Russia kicked off their World Cup in style on Thursday, thumping Saudi Arabia 5-0 in front of an ecstatic crowd in Moscow as President Vladimir Putin basked in the glow.
Putin declared the tournament open at the 80,000-capacity Luzhniki Stadium, saying football "unites the entire world" before watching his team overwhelm their hapless Group A opponents.
In a performance beyond the wildest dreams of even the most ardent home fans, two goals from substitute Denis Cheryshev were the highlight as Russia ended a seven-match run without a win in style.
Iury Gazinsky got the party started early, heading Russia in front in the 12th minute before Cheryshev rifled home a second shortly before half-time.
Another substitute, Artem Dzyuba, made it 3-0 with about 20 minutes remaining before a delicious late goal from Cheryshev with the outside of his left boot and a fifth from Aleksandr Golovin sealed the rout.
Victory for Russia, ranked a lowly 70th in the world -- three places below Saudi Arabia -- was vital for the home nation's hopes of progressing, with tougher games against Egypt and Uruguay to come.
"There are no words to express what I'm feeling right now.
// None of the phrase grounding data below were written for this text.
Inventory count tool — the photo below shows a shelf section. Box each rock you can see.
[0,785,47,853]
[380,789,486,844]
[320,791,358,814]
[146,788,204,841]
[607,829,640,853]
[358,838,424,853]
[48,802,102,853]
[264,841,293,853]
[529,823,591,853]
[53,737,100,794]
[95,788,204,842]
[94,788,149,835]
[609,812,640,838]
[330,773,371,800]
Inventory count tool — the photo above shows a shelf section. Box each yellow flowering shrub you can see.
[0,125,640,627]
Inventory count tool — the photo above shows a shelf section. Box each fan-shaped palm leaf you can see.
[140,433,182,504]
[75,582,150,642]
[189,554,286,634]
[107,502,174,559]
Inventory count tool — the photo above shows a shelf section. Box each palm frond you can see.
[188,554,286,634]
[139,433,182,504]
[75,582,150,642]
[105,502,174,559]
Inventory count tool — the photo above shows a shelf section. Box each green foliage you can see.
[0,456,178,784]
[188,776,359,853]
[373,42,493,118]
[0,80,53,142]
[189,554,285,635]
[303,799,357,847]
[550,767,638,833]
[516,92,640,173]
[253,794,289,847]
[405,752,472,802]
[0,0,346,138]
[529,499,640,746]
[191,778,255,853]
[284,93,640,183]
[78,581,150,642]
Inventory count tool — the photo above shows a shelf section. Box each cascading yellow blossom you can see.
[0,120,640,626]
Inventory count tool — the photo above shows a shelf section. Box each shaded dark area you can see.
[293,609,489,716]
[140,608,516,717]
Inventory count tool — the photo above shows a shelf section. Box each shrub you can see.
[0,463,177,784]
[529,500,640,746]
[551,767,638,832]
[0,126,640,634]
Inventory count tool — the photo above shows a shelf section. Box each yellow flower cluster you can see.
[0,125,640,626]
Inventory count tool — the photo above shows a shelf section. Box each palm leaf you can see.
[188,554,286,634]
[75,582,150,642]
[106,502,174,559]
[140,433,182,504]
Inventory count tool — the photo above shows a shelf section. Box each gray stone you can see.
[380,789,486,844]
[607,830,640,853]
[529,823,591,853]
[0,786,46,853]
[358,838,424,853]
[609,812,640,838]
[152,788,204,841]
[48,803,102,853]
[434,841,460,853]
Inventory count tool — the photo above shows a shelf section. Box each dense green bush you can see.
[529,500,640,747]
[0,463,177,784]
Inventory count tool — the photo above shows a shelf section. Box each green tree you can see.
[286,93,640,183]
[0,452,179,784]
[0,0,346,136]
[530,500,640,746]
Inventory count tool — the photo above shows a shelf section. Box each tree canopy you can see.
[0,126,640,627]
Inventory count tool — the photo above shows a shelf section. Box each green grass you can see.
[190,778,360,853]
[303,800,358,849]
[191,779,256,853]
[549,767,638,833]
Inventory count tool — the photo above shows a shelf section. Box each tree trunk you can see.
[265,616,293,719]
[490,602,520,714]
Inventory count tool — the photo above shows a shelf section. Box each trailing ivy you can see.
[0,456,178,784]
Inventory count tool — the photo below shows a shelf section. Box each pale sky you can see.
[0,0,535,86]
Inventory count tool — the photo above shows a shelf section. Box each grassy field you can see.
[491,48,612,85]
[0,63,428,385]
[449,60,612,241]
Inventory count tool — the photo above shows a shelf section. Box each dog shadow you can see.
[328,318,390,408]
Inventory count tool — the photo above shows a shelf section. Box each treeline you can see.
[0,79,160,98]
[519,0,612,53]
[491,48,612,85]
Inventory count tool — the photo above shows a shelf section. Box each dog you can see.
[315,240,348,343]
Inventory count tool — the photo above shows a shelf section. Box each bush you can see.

I'm happy we won and happy I could help my team," said man-of-the match Cheryshev.
"I felt very happy when I knew I would be here in the squad but I never dreamed of anything like this."
- Williams gesture -
Earlier, British pop star Robbie Williams caused a stir during his performance at the opening ceremony by making an obscene gesture to a camera.
The former Take That star raised his middle finger at the end of his performance at the Luzhniki after appearing to mouth the words "I did this for free".
Russia is spending more than $13 billion (11 billion euros) on hosting football's showpiece, the most important event in the country since the 1980 Moscow Summer Olympics.
The buildup to the tournament has been dogged by controversy and diplomatic scandals and has shone a light on the challenges facing the country.
On the day of the curtainraiser, Russia freed the main opposition figure to Putin, Alexei Navalny, from jail after he served a 30-day sentence for organising an illegal protest.
But British gay rights activist Peter Tatchell was arrested for holding a one-man protest against the country's record on gay rights, hours before kick-off.
- Big guns -
The World Cup favourites -- Germany, Spain, France, Brazil -- enter the fray from Friday onwards.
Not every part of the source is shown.